In future research, the identification of motor models will present a multidimensional development trend. Intelligent and adaptive modeling will deeply integrate deep learning algorithms, utilizing their powerful feature extraction capabilities to automatically mine complex patterns in motor operation data. At the same time, adaptive modeling technology will be further developed, enabling models to be updated in real time to adapt to the dynamic characteristics of motors under different working conditions and load conditions. Multi-physics coupling modeling will pay more attention to the interaction of multiple fields in physics, such as electromagnetic, thermal, and mechanical fields. By establishing a unified multi-physics field model, the actual operating state of the motor can be more comprehensively reflected and the accuracy and reliability of the model can be improved. The application of digital twin technology will bring new development opportunities for motor model identification. By constructing the digital twin models of motors, real-time interaction and data sharing between physical motors and virtual models can be achieved, enabling a more accurate performance evaluation, fault prediction, and optimized control of motors.

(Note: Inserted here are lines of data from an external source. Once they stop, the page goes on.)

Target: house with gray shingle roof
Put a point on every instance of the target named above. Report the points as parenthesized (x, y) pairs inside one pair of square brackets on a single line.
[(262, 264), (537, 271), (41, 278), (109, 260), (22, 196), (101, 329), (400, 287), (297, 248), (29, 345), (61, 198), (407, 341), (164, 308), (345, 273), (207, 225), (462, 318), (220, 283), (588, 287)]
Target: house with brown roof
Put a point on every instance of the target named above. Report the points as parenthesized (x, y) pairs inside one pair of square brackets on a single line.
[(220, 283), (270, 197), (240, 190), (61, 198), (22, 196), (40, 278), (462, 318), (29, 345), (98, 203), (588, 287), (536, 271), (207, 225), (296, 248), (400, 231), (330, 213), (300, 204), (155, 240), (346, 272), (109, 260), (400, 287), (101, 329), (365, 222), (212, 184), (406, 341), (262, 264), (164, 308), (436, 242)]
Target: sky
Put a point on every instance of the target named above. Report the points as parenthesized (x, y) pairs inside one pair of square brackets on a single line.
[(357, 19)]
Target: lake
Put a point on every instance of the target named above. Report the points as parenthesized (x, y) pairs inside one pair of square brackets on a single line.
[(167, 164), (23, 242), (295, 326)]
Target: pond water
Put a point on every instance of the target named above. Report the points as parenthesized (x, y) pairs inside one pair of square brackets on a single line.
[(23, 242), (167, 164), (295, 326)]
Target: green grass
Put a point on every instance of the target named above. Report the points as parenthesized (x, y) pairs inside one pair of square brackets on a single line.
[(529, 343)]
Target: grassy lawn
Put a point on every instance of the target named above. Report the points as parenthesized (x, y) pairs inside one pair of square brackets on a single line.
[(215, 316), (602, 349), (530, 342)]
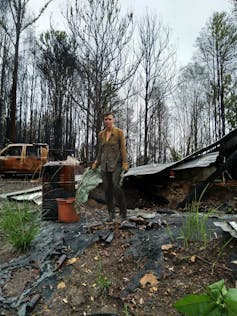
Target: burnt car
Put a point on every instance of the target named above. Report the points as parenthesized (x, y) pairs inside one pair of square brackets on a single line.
[(23, 158)]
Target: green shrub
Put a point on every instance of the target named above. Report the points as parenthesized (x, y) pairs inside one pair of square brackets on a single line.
[(218, 300), (103, 283), (19, 224)]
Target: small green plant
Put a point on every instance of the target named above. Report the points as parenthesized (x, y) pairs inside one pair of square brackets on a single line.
[(19, 224), (218, 300), (169, 232), (125, 311), (194, 227), (103, 282)]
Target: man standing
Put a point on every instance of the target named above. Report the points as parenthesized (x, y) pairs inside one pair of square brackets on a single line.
[(112, 157)]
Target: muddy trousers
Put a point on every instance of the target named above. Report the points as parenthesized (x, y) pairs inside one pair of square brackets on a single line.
[(112, 189)]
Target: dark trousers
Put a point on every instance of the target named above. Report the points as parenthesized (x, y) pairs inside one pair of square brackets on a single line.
[(112, 189)]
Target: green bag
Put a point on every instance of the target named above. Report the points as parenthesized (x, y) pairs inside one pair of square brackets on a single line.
[(90, 180)]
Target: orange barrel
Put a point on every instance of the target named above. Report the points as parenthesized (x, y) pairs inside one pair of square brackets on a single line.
[(66, 210), (58, 181)]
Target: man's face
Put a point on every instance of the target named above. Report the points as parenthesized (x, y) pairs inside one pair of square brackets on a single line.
[(109, 121)]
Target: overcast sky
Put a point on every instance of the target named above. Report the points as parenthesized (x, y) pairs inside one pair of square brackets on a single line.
[(185, 18)]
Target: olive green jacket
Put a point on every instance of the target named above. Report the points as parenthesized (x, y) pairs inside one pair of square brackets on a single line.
[(112, 152)]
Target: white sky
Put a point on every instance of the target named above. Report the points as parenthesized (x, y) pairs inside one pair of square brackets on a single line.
[(185, 18)]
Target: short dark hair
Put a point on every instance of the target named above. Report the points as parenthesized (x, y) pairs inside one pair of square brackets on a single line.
[(108, 113)]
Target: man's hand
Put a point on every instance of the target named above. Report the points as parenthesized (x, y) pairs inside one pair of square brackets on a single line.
[(94, 165)]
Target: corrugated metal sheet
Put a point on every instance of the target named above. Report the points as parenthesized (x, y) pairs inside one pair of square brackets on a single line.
[(148, 169), (200, 162)]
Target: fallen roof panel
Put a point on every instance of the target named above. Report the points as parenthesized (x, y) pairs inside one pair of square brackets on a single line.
[(199, 162), (148, 169)]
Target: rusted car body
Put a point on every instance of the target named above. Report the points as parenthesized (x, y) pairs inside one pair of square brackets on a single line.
[(23, 158)]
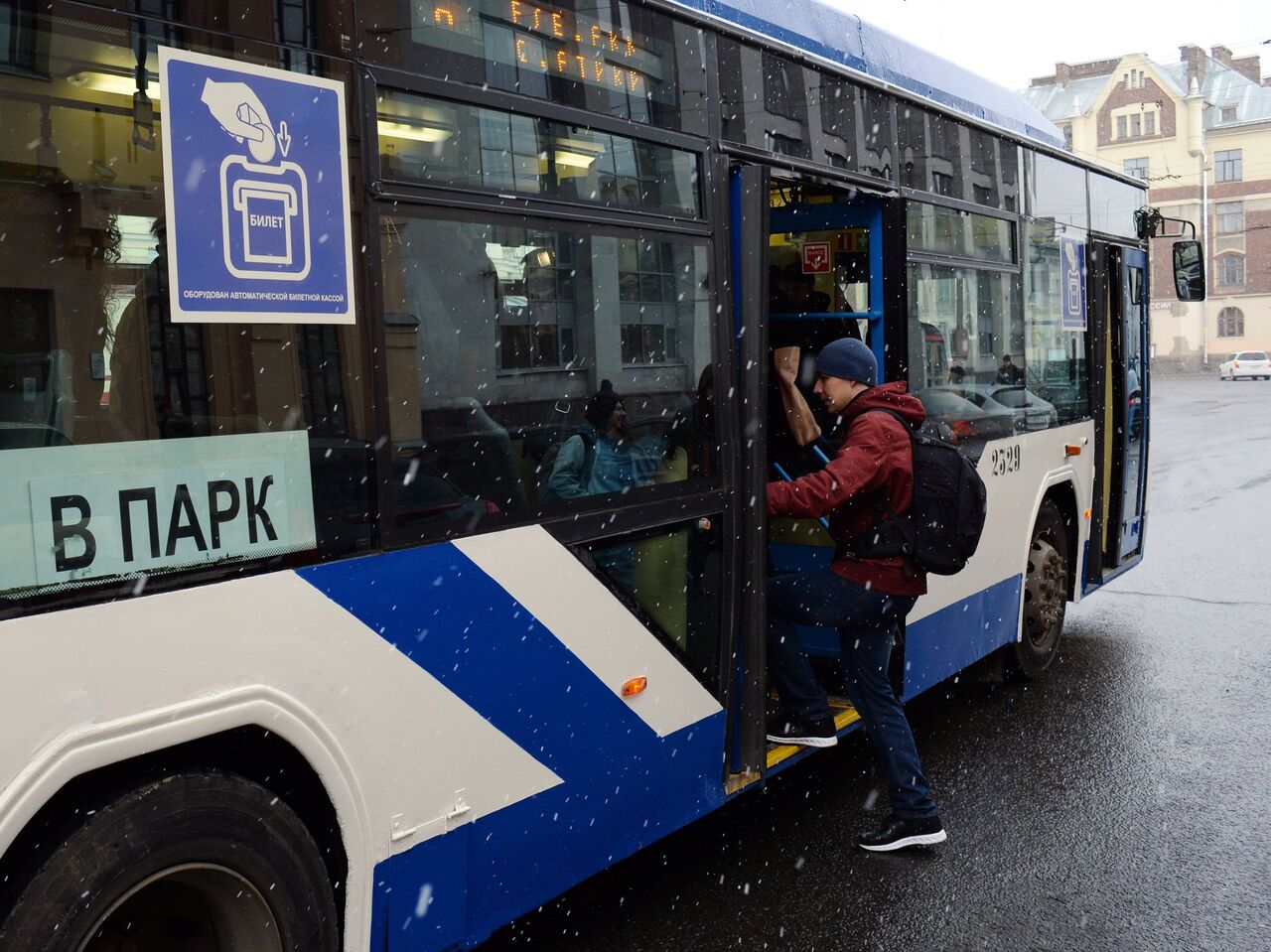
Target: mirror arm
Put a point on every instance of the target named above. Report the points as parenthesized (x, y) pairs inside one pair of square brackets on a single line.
[(1151, 223)]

The research on motor model identification will continue to expand in three directions: model-driven identification, data-driven identification, and model-data-fusion-driven identification. Model-driven identification will focus on fine-grained and multi-physics field-coupling modeling, combined with advanced numerical calculation methods, to more accurately describe the complex physical phenomena and interactions inside the motor, such as the coupling effects of electromagnetic fields, temperature fields, and stress fields. Data-driven identification will become more precise with the development of big data and artificial intelligence technologies, and deep learning algorithms will be widely used to mine complex patterns and nonlinear relationships in the data. The fusion of models and data-driven identification will become an important development direction. By combining prior knowledge, and the physical constraints driven by models with actual measurement data and using methods such as physical information neural networks to achieve deep fusion, more accurate and reliable motor models can be established, thus promoting the progress of motor model identification technology.